Lone Star State won 114 corporate transfers to California from January 1, 2018 to June 30 of this year, 89 more than Tennessee, which secured the second most wins in that period.
Forty-one of these companies planted corporate flags in North Texas. The Austin area got 57, Houston got nine and the San Antonio area attracted six.
The study’s authors, Joseph Vranich and Lee Ohanian, cited high taxes, harsh regulatory policies, and rising energy and utility costs as factors contributing to the California exodus.
“Moving a business to Texas, there’s a sense of calm and certainty,” said Vranich, a critic of the California business environment who moved his own business out of state in 2018. “The regulations themselves “But they have some stability when it comes to knowing what they are, how much they can change. That stability is evident in Texas.”
North Texas has welcomed dozens of high-profile companies from major West Coast metropolitan areas in recent years, including engineering giant AECOM, which announced its relocation of its Los Angeles headquarters. in Dallas last week.
Other recent moves from California to Dallas include military graduation eyewear maker Wiley X, financial services firm First Foundation Inc. and MD7 Mobile Infrastructure Consultant LLC.
The COVID-19 pandemic provided an ideal exit opportunity for companies that wanted to get out of expensive cities like Los Angeles, San Francisco and New York. Last year there were about 70 announcements of relocation and expansion in the D-FW area, according to data from the Dallas Regional Chamber. So far this year there have been 50.

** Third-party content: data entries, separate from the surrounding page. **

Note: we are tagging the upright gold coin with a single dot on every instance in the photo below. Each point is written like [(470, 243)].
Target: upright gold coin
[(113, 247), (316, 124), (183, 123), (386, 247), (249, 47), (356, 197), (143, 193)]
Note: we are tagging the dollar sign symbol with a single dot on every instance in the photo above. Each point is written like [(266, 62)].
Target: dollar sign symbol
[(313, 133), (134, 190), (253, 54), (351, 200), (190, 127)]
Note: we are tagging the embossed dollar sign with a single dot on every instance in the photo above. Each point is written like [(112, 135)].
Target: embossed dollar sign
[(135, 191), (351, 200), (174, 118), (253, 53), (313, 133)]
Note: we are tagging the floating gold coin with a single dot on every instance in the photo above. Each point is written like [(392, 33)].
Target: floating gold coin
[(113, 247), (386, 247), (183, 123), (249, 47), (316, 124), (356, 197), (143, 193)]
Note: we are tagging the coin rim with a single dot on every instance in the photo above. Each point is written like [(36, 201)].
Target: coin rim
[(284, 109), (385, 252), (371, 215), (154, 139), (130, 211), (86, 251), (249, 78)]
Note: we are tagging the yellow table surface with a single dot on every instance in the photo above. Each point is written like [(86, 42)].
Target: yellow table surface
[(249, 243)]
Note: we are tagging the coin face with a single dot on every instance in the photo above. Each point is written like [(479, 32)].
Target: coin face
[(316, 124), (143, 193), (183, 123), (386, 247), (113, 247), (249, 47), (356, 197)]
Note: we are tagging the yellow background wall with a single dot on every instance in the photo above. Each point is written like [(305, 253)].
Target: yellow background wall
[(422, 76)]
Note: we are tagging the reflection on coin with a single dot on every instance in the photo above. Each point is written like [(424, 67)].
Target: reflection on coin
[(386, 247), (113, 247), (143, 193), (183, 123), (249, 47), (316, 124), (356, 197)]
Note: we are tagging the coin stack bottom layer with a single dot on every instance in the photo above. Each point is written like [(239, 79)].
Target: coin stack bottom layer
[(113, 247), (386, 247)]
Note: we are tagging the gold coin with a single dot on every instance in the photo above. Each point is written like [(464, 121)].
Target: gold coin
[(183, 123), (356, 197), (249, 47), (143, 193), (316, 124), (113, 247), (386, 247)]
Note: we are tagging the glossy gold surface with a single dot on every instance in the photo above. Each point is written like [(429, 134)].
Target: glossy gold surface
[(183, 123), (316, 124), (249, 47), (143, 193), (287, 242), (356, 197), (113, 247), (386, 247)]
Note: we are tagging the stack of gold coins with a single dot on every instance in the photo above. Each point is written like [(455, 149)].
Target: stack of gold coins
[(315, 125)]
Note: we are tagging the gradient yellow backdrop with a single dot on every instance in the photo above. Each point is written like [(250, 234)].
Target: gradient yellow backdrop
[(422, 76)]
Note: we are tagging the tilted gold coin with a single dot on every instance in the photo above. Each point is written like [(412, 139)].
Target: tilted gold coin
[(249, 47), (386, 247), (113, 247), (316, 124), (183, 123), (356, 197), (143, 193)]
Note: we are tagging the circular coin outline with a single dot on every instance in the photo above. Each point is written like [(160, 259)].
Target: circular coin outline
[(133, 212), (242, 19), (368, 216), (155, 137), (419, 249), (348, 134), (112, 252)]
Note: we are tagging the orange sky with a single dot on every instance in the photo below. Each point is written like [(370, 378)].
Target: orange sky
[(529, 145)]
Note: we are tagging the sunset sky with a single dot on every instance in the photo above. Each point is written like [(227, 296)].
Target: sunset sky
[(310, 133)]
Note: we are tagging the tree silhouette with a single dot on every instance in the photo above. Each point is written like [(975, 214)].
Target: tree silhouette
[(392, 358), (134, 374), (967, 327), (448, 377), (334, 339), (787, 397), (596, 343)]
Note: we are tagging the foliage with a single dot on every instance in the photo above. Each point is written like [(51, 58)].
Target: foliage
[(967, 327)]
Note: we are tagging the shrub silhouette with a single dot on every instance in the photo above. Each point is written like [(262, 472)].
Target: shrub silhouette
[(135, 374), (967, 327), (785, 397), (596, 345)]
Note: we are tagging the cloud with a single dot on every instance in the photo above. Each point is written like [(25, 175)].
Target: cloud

This trend shows no signs of slowing down. During the first six months of 2021, the number of relocations from headquarters to California was double that of previous years.
According to the Spectrum study, high energy prices proved important for companies. Although Texas ranks half of the package in 29th place in terms of commercial energy prices, it far exceeds California, which ranks 48th. The average price of commercial energy in California was 17 , $ 20 per kilowatt-hour in March, compared to the average Texas price of $ 10.41.
“For certain types of installations, it will probably cut the electricity bill in half,” Vranich said.